Database Journal
MS SQL Oracle DB2 Access MySQL PostgreSQL Sybase PHP SQL Etc SQL Scripts & Samples Links Database Forum

» Database Journal Home
» Database Articles
» Database Tutorials
MS SQL
Oracle
DB2
MS Access
MySQL
» RESOURCES
Database Tools
SQL Scripts & Samples
Links
» Database Forum
» Sitemap
Free Newsletters:
DatabaseDaily  
News Via RSS Feed


follow us on Twitter
Database Journal |DBA Support |SQLCourse |SQLCourse2
 

Featured Database Articles

MS SQL

Posted March 3, 2014

Review Your BUCKET_COUNT Statistics with DMV

By Greg Larsen

In one of my prior articles on In-Memory OLTP tables we talked about the different types of indexes supported by In-Memory OLTP tables: HASH and RANGE.  In that article I discuss the advantages and disadvantages of each of these different index types.  In this article I will be exploring the BUCKET_COUNT setting of a HASH index and how to determine how well SQL Server distributes the In-Memory table rows across multiple buckets of a HASH index.  We will be doing that by exploring a new DMV that was provided with SQL Server 2014, along with the In-Memory OLTP table functionality.

High Level Architecture of a HASH Index

As a refresher from my prior article let’s review what a HASH index is and the high level architecture associated with a HASH index. 

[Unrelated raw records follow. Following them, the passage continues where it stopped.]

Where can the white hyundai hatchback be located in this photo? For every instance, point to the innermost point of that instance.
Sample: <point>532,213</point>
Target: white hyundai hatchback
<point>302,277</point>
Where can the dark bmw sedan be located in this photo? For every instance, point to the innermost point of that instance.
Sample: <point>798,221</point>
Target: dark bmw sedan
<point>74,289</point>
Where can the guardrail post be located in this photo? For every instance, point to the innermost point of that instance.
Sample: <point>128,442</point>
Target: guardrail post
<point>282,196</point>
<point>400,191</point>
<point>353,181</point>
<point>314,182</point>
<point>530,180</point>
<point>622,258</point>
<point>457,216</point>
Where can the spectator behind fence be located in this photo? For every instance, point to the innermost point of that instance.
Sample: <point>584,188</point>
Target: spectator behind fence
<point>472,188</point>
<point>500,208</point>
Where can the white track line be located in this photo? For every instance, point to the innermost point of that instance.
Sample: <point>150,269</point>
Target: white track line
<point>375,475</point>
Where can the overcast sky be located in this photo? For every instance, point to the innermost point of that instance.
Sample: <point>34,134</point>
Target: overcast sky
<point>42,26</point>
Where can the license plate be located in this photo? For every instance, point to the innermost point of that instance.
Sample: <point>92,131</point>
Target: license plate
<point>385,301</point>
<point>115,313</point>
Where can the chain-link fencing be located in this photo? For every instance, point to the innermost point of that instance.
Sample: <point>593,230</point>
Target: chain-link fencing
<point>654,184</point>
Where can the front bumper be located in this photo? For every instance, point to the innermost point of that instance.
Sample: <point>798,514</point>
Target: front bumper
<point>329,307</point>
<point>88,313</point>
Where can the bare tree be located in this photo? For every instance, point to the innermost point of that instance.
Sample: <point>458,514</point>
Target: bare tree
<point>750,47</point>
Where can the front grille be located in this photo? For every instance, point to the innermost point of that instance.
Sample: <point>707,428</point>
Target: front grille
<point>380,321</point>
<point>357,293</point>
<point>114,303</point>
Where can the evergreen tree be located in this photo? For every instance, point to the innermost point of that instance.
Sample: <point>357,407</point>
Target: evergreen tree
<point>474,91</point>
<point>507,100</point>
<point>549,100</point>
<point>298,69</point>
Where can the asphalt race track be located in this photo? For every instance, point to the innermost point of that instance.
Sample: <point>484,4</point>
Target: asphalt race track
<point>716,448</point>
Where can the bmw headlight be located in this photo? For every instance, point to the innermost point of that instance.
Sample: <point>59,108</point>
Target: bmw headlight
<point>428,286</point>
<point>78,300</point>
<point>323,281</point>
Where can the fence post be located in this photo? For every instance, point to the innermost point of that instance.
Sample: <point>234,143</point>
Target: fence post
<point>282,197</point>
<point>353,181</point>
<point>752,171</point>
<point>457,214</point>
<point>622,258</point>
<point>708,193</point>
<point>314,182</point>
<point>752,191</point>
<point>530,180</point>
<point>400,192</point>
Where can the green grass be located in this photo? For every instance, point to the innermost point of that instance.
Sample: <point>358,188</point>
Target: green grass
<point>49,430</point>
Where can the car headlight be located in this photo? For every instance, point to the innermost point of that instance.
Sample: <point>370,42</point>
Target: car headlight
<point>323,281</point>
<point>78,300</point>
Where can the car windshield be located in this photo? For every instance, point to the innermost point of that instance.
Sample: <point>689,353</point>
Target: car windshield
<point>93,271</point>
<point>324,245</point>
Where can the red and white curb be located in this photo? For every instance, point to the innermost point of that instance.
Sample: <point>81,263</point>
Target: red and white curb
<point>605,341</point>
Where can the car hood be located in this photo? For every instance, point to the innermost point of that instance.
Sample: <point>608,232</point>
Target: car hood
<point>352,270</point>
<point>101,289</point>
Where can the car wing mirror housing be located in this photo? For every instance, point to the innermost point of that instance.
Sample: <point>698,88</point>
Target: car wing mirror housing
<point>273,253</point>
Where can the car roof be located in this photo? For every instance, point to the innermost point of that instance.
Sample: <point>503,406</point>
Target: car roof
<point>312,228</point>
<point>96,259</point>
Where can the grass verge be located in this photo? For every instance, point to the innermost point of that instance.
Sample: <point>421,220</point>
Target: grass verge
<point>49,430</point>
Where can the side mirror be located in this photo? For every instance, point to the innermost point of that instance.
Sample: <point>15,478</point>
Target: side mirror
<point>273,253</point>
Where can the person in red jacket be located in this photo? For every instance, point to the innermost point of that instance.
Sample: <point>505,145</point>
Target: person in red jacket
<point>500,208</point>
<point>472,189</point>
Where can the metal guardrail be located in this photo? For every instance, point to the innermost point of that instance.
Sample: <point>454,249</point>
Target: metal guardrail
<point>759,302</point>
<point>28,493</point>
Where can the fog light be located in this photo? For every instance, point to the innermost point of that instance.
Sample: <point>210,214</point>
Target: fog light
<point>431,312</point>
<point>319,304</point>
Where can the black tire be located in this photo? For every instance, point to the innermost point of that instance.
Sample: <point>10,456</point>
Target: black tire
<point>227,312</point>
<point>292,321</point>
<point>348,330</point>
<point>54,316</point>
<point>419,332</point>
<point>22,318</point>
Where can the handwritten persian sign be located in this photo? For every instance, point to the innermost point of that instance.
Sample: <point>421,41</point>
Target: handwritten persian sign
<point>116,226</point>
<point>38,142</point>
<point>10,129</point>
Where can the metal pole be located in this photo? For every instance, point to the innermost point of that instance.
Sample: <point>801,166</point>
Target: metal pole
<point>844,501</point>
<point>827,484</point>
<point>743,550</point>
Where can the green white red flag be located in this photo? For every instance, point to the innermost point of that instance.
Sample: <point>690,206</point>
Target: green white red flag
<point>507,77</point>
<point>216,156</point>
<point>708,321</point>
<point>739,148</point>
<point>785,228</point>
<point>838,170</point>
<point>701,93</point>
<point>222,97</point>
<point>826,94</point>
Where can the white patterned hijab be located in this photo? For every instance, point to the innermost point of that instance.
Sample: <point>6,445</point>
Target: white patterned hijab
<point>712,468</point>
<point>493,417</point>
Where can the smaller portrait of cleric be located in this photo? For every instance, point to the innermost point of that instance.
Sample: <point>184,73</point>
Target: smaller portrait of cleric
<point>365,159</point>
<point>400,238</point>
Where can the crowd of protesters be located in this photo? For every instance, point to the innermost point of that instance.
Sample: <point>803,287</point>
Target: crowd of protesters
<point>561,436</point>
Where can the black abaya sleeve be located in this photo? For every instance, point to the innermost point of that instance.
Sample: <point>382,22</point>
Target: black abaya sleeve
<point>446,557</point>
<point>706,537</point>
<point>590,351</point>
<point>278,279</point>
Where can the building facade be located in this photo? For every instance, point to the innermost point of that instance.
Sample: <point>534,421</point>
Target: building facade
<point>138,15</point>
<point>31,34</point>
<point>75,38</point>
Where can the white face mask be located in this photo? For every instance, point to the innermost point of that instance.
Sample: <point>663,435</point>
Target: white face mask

A HASH index is an index that is good for searches that involve an equality operation.   As the name suggests, a HASH index stores rows based on the hashed value of the key column or columns of a row.  Each hashed index has a number of buckets to support the hashed index.  SQL Server hashes each index value and equates the hashed value to a specific bucket.   The actual row is then hung off the bucket with which its key value is associated.  Each row that maps to the same bucket is chained together with pointers. 

The following diagram shows logically how input rows are run through a hash function and then mapped to a bucket and how rows are chained together in a HASH index:

How Input Rows are Run Through a Hash Function and Mapped to a Bucket

How Input Rows are Run Through a Hash Function and Mapped to a Bucket

In this diagram the table being indexed contains two columns: CD and CDNum.  The HASH index is being created off the CD column.    This diagram shows that there are 8 different bucket values (1 through 8).  When two different key columns are run through the hash function and they map to the same bucket this is known as a hash collision.  When a hash collision occurs the multiple rows are chained together off a single bucket with pointers from one row to the next row in the chain.      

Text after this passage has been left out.